Even without completely restoring judicial independence, Polish prosecutors have launched investigations and pursued cases against former Law and Justice officials accused of exploiting their positions for political advantage.

In October, Polish prosecutors announced intentions to charge former Justice Minister Zbigniew Ziobro with redirecting funds from a Justice Ministry program for violence victims toward personal and political purposes.

Ziobro’s prosecution stalled when he declared in January that Orbán’s Hungary had granted him asylum.
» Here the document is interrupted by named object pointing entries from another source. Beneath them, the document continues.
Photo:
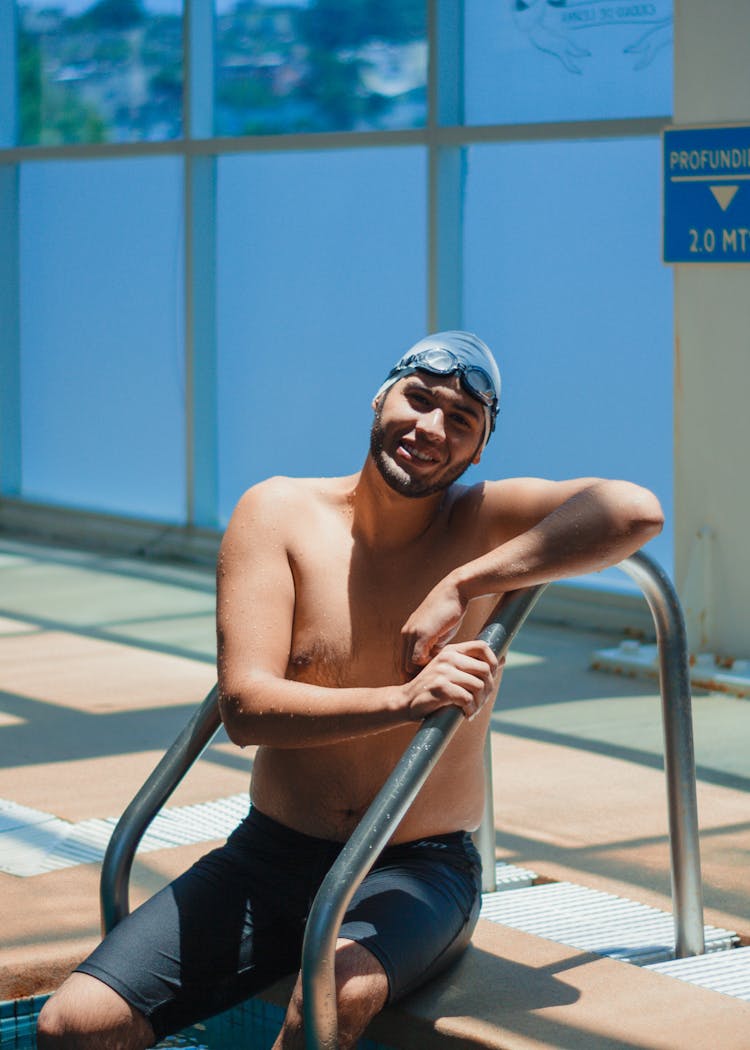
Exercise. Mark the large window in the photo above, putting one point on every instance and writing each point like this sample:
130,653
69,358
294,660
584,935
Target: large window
313,305
324,65
225,221
108,70
102,371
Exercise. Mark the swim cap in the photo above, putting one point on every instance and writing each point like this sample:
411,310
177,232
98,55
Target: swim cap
448,353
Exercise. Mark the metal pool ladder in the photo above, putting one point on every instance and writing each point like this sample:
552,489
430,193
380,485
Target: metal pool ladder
399,791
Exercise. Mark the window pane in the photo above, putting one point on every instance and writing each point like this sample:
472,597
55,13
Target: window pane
99,71
564,280
102,373
319,65
314,305
565,60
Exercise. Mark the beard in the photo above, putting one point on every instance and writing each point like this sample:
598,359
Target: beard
398,479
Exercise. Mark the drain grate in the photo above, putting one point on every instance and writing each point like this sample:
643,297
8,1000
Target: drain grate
723,971
594,921
33,842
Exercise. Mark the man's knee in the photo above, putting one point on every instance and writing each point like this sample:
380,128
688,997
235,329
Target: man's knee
361,992
86,1013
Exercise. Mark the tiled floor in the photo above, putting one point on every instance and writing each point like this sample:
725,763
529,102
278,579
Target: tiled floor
103,660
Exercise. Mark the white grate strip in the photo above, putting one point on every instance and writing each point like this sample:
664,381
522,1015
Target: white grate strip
33,842
509,877
724,971
592,921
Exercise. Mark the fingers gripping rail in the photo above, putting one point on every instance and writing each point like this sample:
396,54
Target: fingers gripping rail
399,791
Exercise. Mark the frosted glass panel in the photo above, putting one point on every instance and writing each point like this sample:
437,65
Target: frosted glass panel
564,60
102,370
564,280
321,284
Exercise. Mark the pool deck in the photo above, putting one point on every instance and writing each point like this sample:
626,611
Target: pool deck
103,659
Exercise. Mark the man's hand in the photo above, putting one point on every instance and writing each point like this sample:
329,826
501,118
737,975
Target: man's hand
431,626
463,675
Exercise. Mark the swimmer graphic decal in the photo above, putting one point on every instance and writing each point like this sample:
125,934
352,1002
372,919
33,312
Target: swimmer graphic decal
551,25
562,60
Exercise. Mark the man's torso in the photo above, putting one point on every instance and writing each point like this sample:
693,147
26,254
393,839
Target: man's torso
351,603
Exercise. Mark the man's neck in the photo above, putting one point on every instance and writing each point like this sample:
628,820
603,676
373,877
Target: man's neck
384,519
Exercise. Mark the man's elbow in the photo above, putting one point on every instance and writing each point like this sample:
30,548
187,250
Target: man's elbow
640,511
237,717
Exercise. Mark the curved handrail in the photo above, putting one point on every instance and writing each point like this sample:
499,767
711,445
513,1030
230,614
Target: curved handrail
398,792
401,788
113,883
679,752
383,816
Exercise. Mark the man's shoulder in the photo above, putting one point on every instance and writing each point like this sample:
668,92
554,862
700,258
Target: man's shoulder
279,495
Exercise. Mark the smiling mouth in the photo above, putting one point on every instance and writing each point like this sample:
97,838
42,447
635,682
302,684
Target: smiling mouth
415,454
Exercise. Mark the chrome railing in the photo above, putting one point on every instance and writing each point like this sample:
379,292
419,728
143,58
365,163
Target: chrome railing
400,789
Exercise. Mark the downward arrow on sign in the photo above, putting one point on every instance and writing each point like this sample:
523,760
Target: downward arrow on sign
724,194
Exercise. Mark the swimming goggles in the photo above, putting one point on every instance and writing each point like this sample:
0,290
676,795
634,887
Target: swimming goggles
443,362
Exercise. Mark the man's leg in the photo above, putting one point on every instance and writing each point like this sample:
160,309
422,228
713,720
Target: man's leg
361,991
86,1014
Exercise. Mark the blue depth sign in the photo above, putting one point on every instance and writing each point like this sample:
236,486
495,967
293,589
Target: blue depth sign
707,194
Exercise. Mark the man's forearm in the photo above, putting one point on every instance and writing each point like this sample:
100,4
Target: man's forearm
276,712
596,528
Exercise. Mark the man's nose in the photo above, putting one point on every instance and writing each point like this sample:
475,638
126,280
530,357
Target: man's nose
432,424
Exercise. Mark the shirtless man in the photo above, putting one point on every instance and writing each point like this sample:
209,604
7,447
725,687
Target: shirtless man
347,612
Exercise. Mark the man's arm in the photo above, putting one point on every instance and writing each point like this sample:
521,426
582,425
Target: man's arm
547,530
254,618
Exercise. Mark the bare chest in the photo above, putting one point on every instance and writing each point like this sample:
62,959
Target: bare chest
350,608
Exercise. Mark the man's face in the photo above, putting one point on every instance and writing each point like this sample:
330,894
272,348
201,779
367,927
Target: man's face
426,432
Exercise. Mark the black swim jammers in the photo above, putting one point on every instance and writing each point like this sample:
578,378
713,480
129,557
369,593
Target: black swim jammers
234,922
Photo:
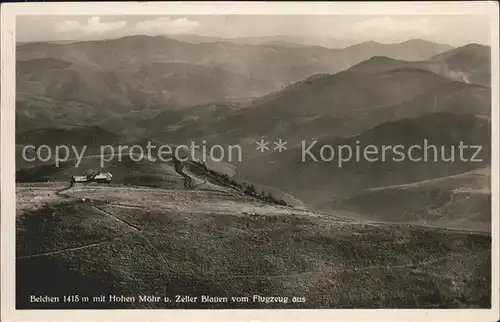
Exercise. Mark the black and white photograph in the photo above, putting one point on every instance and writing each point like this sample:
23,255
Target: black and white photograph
221,161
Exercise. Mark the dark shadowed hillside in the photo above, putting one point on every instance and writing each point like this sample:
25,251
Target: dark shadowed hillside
121,77
317,182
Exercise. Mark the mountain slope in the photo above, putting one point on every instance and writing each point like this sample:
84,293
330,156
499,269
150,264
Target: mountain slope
317,182
459,201
131,241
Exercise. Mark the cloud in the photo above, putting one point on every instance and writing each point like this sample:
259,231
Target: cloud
92,26
394,26
166,25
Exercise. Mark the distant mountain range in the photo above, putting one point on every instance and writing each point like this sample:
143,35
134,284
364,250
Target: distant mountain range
224,92
154,74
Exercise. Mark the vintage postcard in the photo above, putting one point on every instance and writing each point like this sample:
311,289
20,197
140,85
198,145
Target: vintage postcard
267,161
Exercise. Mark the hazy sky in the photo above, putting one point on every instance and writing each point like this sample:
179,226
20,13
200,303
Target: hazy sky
453,30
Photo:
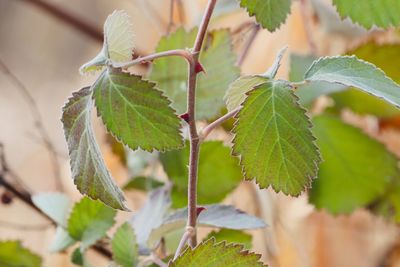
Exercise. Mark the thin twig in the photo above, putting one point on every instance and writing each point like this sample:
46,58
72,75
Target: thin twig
38,122
209,128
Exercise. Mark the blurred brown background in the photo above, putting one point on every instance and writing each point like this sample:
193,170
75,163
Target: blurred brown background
45,52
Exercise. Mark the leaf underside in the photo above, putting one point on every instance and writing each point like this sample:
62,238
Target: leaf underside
88,169
274,141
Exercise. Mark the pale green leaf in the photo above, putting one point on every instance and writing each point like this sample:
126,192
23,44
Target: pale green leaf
271,14
87,165
54,205
274,140
135,112
13,254
218,60
212,254
124,246
356,169
351,71
215,164
367,13
89,221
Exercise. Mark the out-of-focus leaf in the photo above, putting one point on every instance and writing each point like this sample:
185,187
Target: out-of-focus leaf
271,14
143,183
212,254
274,140
135,112
124,246
367,13
231,236
88,169
356,168
89,221
13,254
218,60
219,173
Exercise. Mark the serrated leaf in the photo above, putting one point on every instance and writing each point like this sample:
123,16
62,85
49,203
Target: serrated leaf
61,241
150,216
212,254
271,14
118,42
55,205
88,169
221,216
218,60
351,71
135,112
356,169
13,254
215,164
308,92
231,236
274,140
367,13
236,93
124,246
89,221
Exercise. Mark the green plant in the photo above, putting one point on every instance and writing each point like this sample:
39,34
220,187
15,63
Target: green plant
280,144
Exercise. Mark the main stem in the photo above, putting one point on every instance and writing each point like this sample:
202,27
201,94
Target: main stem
191,112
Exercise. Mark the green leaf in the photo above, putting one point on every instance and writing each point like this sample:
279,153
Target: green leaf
356,169
87,165
232,236
218,60
211,254
382,13
118,42
215,164
135,112
274,140
351,71
271,14
89,221
54,205
142,183
236,93
13,254
124,246
308,92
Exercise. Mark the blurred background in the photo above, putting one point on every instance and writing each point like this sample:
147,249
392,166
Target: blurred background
43,44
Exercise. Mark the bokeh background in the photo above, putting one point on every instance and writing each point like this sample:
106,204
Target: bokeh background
43,50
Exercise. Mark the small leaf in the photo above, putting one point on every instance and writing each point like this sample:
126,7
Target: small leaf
382,13
351,71
54,205
231,236
218,60
89,221
124,246
211,254
150,216
87,165
271,14
135,112
13,254
274,140
118,42
215,164
356,169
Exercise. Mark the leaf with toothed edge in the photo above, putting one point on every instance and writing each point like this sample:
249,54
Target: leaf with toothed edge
212,254
351,71
88,169
135,112
271,14
274,140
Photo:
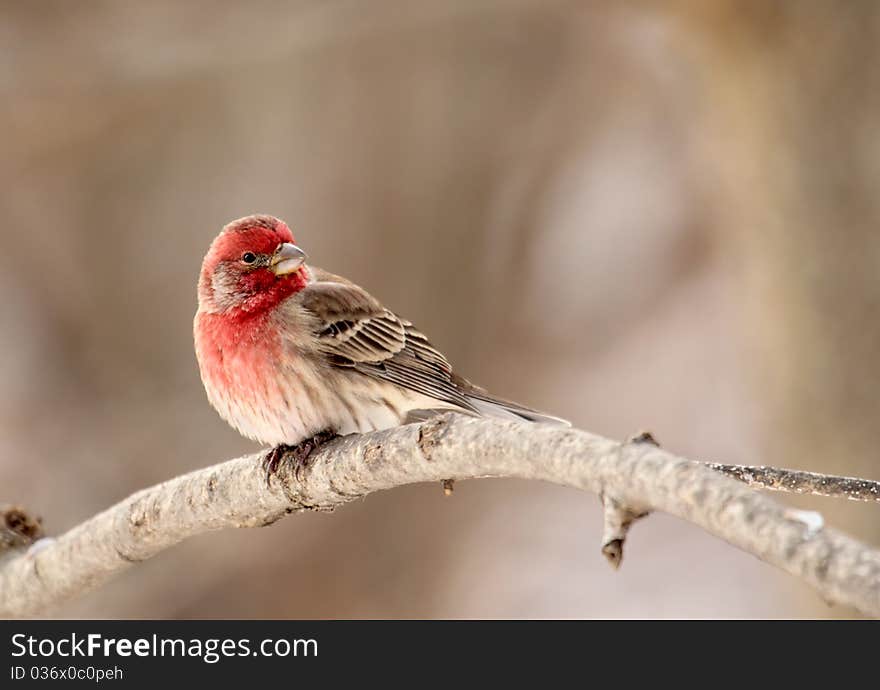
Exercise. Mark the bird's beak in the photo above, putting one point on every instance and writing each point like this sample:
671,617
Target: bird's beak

Since Magyar’s electoral victory, Ziobro has relocated to the United States, with Polish officials working to secure his return.

Many of the nearly 3.4 million Hungarians who supported Tisza anticipate the new administration will pursue accountability for Orbán and his political and business associates.

Magyar has committed to establishing the National Asset Recovery and Protection Office, an agency responsible for investigating and recovering public funds allegedly misappropriated during Orbán’s leadership.

According to Martin, rebuilding rule of law and judicial independence would represent “the initial and most essential step” toward ensuring prosecution of past misconduct.

Hungary’s participation in the European Public Prosecutor’s Office, which Magyar has pledged to pursue, would advance this goal, he added.

“If all this is done, then I think there is a good chance that the corrupt perpetrators of the former regime, under an independent judiciary, can be held accountable,” he concluded.